WORLD> America
US launches all-out attack on credit crisis
(Agencies)
Updated: 2008-09-20 20:42

EMERGENCY ACTIONS

The emergency effort marked the latest dramatic government bid to prevent credit markets from freezing up over huge losses on subprime and other mortgage debt.

These have forced US investment bank Lehman Brothers Holdings Inc into bankruptcy, Merrill Lynch into a hasty marriage with Bank of America, the Fed to bail out troubled insurer American International Group, and the government to seize control of mortgage finance giants Fannie Mae and Freddie Mac.

"The federal government must implement a programme to remove these illiquid assets that are weighing down our financial institutions and threatening our economy," Paulson said.

The Treasury also said on Friday that it would siphon up to US$50 billion from a fund established in the 1930s to conduct foreign exchange market intervention to backstop the rattled US money market mutual fund industry.

This long-safe corner of financial markets, home to some US$3.5 trillion of deposits, has increasingly appeared at risk of falling victim to the year-old credit crunch. Money market fund assets dropped by a record US$169.03 billion in the week ended September 17 as jittery investors pulled money out.

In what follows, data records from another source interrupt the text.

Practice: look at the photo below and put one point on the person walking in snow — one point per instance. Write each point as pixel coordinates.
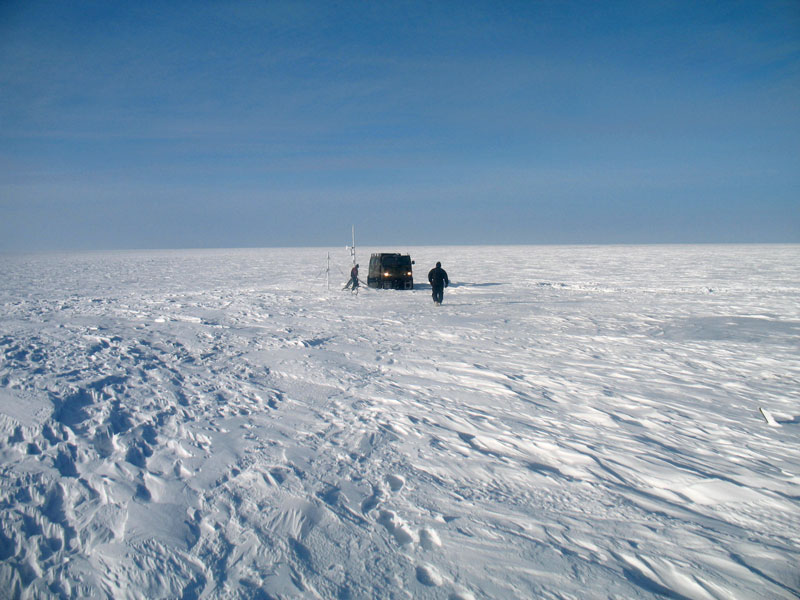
(353, 283)
(438, 280)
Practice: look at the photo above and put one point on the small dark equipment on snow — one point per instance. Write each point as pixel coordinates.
(390, 271)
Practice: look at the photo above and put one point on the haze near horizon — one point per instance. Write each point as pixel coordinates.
(281, 124)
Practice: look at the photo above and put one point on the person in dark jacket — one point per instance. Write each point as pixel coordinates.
(438, 279)
(353, 283)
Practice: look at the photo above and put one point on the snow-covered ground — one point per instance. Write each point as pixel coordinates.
(573, 422)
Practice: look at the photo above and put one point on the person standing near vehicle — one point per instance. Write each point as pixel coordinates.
(353, 283)
(438, 279)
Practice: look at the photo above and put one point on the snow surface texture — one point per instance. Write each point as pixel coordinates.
(573, 422)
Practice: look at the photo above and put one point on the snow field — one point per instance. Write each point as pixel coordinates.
(573, 422)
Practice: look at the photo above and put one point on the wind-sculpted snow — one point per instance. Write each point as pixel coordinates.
(572, 423)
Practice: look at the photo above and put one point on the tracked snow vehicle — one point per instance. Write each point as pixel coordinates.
(390, 271)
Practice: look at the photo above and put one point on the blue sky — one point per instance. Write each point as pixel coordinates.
(251, 124)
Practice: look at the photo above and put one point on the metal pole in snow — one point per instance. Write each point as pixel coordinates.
(353, 247)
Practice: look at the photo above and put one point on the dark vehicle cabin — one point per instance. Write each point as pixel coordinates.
(390, 271)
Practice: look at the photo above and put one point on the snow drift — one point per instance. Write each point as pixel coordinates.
(573, 422)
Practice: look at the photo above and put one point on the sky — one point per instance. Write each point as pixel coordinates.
(195, 124)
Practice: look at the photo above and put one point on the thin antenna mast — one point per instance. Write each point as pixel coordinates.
(353, 247)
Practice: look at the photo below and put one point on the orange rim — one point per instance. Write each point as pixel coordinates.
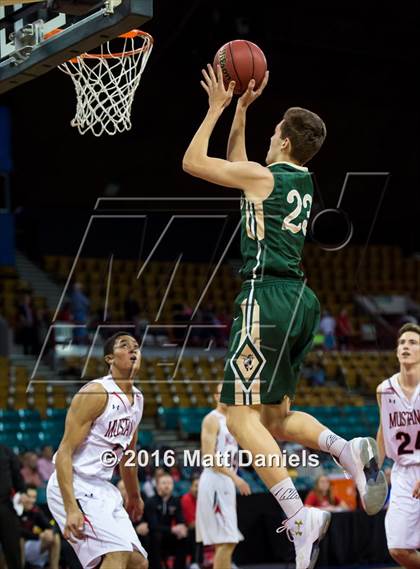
(127, 35)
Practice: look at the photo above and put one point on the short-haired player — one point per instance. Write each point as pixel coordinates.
(216, 518)
(101, 425)
(399, 439)
(276, 315)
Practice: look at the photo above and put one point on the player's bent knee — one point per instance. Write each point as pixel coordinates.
(117, 559)
(137, 561)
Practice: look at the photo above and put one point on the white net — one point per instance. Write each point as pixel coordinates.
(106, 82)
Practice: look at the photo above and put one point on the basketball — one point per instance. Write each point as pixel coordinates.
(241, 61)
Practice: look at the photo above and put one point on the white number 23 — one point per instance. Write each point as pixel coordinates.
(306, 202)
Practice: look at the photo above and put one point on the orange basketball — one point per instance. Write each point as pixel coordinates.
(241, 61)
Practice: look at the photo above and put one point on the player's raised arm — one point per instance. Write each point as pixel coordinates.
(236, 150)
(209, 431)
(135, 505)
(379, 435)
(248, 176)
(86, 406)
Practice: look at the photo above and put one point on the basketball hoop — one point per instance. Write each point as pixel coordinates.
(106, 82)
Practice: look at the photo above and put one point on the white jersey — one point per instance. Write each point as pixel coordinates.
(400, 421)
(110, 434)
(226, 445)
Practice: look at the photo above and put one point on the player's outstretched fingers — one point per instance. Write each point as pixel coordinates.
(264, 83)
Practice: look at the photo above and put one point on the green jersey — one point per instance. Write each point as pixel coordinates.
(273, 230)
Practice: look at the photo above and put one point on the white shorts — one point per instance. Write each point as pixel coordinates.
(216, 519)
(107, 525)
(33, 553)
(402, 521)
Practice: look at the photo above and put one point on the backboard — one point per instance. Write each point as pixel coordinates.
(29, 48)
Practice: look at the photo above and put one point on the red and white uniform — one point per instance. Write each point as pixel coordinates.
(107, 525)
(216, 519)
(400, 421)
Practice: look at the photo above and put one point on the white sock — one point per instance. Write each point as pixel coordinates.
(332, 443)
(287, 496)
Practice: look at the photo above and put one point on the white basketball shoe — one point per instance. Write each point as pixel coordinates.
(306, 529)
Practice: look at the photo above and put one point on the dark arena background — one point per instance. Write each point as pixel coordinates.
(103, 234)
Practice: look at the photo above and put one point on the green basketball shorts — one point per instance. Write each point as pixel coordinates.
(274, 323)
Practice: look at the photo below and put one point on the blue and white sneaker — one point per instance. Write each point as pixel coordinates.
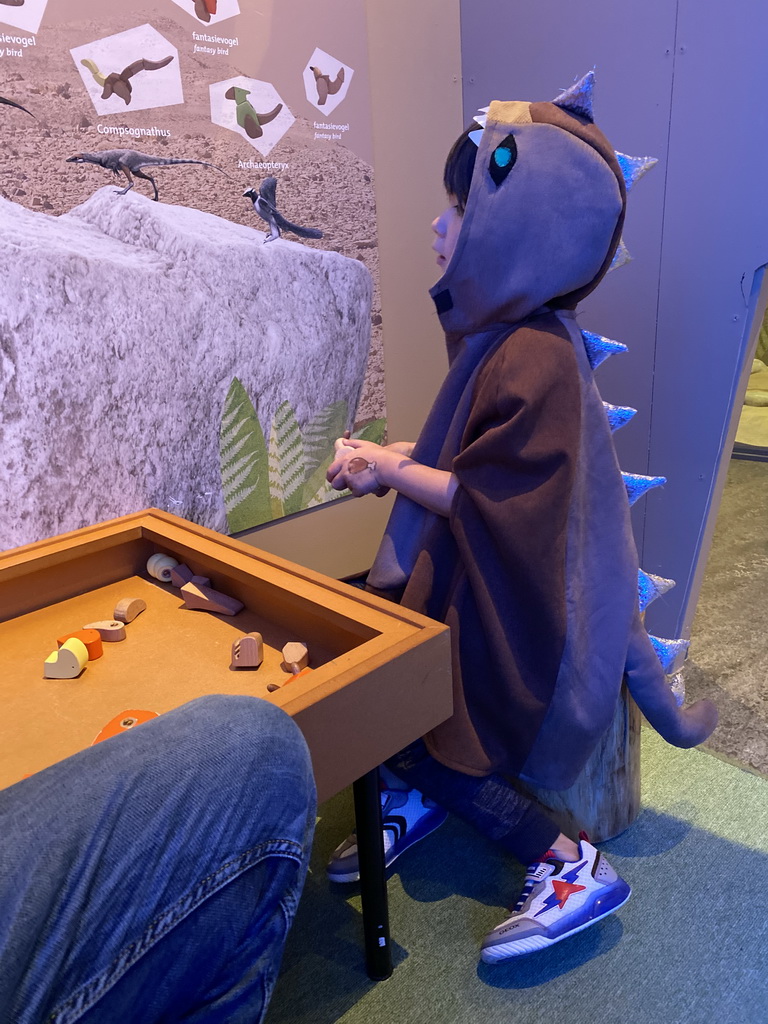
(558, 899)
(407, 817)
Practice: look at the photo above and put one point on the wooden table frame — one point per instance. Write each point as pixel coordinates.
(381, 673)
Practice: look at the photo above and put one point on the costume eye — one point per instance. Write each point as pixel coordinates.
(503, 160)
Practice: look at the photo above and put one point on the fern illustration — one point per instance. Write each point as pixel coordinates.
(244, 462)
(286, 463)
(263, 481)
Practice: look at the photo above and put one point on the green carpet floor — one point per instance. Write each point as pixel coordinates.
(690, 947)
(728, 659)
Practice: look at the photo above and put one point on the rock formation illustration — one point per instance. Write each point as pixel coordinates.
(123, 325)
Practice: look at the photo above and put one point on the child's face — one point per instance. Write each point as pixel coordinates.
(446, 228)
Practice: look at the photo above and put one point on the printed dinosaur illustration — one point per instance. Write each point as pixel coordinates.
(10, 102)
(248, 119)
(324, 84)
(118, 83)
(204, 9)
(131, 164)
(264, 203)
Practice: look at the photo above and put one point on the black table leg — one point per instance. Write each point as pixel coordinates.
(373, 880)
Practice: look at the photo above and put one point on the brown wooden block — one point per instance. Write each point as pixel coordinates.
(68, 662)
(295, 656)
(203, 598)
(181, 574)
(110, 630)
(127, 608)
(248, 652)
(91, 639)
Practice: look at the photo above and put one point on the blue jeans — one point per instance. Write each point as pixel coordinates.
(155, 877)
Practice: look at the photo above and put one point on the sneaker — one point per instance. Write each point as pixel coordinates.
(558, 899)
(407, 817)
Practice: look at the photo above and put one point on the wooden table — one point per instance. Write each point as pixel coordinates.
(381, 674)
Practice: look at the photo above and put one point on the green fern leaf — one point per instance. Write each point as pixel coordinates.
(374, 431)
(287, 470)
(244, 462)
(321, 432)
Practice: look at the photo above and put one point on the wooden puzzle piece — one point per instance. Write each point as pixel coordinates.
(202, 598)
(127, 608)
(295, 656)
(68, 662)
(297, 675)
(123, 722)
(180, 574)
(110, 630)
(160, 566)
(91, 639)
(248, 652)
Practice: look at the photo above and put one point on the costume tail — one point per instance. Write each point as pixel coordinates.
(650, 691)
(303, 232)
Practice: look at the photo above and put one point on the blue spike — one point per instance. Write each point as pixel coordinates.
(677, 685)
(633, 168)
(650, 587)
(578, 99)
(621, 257)
(669, 650)
(637, 484)
(599, 348)
(619, 416)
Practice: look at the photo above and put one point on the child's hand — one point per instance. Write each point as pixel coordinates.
(355, 467)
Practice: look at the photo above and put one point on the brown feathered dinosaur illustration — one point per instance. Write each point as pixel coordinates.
(118, 83)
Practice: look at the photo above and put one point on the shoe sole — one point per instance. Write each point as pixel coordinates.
(520, 947)
(415, 835)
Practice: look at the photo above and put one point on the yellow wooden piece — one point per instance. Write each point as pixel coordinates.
(68, 662)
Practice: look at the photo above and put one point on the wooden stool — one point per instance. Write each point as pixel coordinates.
(605, 798)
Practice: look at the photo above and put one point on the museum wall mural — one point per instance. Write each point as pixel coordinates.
(189, 311)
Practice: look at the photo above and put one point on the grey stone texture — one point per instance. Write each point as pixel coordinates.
(122, 325)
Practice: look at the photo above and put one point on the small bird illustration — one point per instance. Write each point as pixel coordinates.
(264, 203)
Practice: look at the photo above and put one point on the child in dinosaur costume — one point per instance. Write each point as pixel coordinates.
(512, 521)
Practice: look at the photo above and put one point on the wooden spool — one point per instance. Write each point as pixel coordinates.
(605, 798)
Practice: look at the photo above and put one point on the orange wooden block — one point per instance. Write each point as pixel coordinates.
(295, 656)
(296, 675)
(123, 722)
(109, 629)
(67, 662)
(91, 639)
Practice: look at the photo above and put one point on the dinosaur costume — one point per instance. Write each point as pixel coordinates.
(536, 567)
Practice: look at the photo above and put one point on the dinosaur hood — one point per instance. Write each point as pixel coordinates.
(542, 222)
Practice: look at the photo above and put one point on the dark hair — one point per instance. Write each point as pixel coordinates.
(460, 164)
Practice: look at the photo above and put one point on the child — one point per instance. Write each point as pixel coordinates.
(512, 520)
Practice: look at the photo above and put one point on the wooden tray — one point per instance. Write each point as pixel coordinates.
(381, 673)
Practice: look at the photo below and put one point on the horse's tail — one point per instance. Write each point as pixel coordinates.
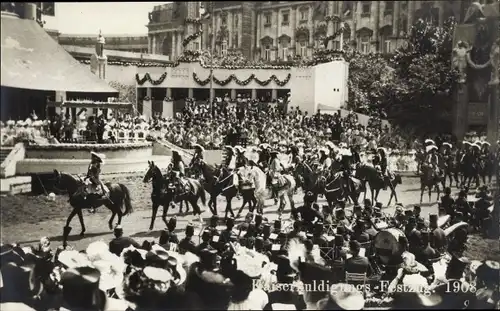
(202, 194)
(128, 202)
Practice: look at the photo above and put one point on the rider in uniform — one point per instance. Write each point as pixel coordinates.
(432, 159)
(197, 157)
(178, 170)
(93, 172)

The Treasury said it would back money market funds whose asset values fall below US$1 a share. Separately, the Fed said it would lend money to banks to finance purchases of certain assets from money market funds.

Paulson also said the administration would step up a programme announced this month to directly buy mortgage-backed securities in the market, and said Fannie Mae and Freddie Mac would also increase their buying to try to get credit flowing.

"They are absolutely petrified of ... a run on financial assets," said Boris Schlossberg at GFT Forex in New York.